Talking To Your Teenager
The most important task of parents is to build and nurture close and warm relationships with their children. Parents cannot prevent problems or the fact that their child is depressed, but it is important to know at all times what is happening to them.
It is also crucial for young adults to know they can always talk to their parents, that they will not be judged and punished, and that the problem will be solved together. Talk openly to your child and explain that you have noticed changes in their behaviour that you are worried about
Without criticism, ask if something happened, how they feel or if something worries them. Be persistent and calm in the conversation. Maybe they have time to verbalise their feelings because they don’t fully understand them.
Appreciate and take seriously everything they tell you and don’t try to minimise the problem they are facing. Talking about the problem and offering support is the start of your child’s recovery.
The Influence Of Social Media
With an insufficiently emotionally mature population, and primarily with teenagers, given the complexity of that age, there is a need to create a false image of their life including the mentioned standards, and to present it to the public as such.
Reactions are expected through likes, admiration, and positive comments, and if they are absent in some imagined satisfactory number, feelings of sadness, dissatisfaction, falling self-confidence, and closing in on oneself follow, all of which can be an easy but sure way to depression.
Values, ideals of beauty, but also idols, and role models of teenagers are created on digital platforms. In the virtual world, unrealistic beauty standards are promoted and girls are more likely than boys to become dissatisfied with their appearance.
For true connection, all people, especially children, and teenagers need “face-to-face” interaction. It preserves mental health and confirms a person as a social being. It is known that the best remedy for symptoms of depression and anxiety is personal contact with people we care about and who care about us because it develops trust and security.
The key is for the parent to monitor the content that the child uses, to talk, draw attention to the numerous pitfalls of social networks and highlight the good sides, such as contact with relatives and friends from abroad, for example sharing educational content, but also explain the negative sides.
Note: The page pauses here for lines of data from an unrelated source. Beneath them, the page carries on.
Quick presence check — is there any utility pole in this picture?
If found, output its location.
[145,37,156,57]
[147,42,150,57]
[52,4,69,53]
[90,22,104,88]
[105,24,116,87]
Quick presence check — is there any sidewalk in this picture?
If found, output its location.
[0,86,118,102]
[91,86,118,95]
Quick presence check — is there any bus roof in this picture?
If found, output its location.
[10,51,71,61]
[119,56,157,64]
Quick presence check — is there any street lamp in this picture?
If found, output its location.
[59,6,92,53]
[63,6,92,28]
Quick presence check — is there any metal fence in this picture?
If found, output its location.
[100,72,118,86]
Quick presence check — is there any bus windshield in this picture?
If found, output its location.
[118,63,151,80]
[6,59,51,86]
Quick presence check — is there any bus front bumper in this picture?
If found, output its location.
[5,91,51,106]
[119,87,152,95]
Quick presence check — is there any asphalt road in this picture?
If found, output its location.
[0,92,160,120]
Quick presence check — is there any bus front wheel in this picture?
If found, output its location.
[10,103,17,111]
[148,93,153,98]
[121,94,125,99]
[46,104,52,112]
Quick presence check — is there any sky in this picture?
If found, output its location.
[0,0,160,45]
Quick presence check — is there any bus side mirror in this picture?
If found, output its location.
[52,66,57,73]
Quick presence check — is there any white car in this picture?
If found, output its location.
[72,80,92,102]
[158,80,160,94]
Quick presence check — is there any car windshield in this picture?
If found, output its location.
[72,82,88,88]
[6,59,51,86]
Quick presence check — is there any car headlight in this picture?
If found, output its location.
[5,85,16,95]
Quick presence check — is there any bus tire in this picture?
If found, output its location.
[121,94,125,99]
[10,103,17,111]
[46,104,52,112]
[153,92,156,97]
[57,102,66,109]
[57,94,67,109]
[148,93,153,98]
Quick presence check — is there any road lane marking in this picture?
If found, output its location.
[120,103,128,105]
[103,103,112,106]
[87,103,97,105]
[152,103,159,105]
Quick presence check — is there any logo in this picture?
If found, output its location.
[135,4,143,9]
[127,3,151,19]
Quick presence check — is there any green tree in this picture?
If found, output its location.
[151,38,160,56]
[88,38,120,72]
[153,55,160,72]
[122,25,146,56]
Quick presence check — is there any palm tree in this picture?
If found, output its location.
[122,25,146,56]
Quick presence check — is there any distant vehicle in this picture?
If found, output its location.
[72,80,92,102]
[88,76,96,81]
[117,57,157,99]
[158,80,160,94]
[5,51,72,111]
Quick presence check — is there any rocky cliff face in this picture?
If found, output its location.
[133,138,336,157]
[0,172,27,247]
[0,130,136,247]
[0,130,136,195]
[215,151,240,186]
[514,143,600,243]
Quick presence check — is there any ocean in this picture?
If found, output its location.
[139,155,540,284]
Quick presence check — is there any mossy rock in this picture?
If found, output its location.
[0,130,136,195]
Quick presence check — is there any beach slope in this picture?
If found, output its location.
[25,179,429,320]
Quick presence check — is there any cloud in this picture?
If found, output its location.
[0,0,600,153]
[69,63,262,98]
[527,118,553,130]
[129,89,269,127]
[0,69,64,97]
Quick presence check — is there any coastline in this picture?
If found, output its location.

It is also important to limit the time spent on social networks because research shows that teenagers who use digital devices for more than five hours a day have a 70 per cent higher risk of suicide, which always starts from depression and feelings of hidden dissatisfaction.
Positive Influence Of Nature
A depressed teenager may feel that staying in bed is the only option, but moderate physical activity such as walking actually is actually effective in reducing symptoms of depression.
Slight fatigue, fresh air, and kilometres underfoot can be of great use to them to think better and come up with solutions to the ambiguities that are running through their heads at this sensitive age.
Also, a walk in nature can be a great way to bond more deeply with your teen. You can use the informal setting to start a light conversation about their activities, school, or friends. Listen carefully and refrain from criticising and lecturing.
The road to full recovery for a young person from depression can be difficult, so be patient. Look forward to small successes, and don’t give up. If you suspect that your teen is depressed, bring up your concerns in a loving, non-judgmental way. Even if you’re unsure that depression is the issue, the troublesome behaviours and emotions you’re seeing are signs of a problem that should be addressed.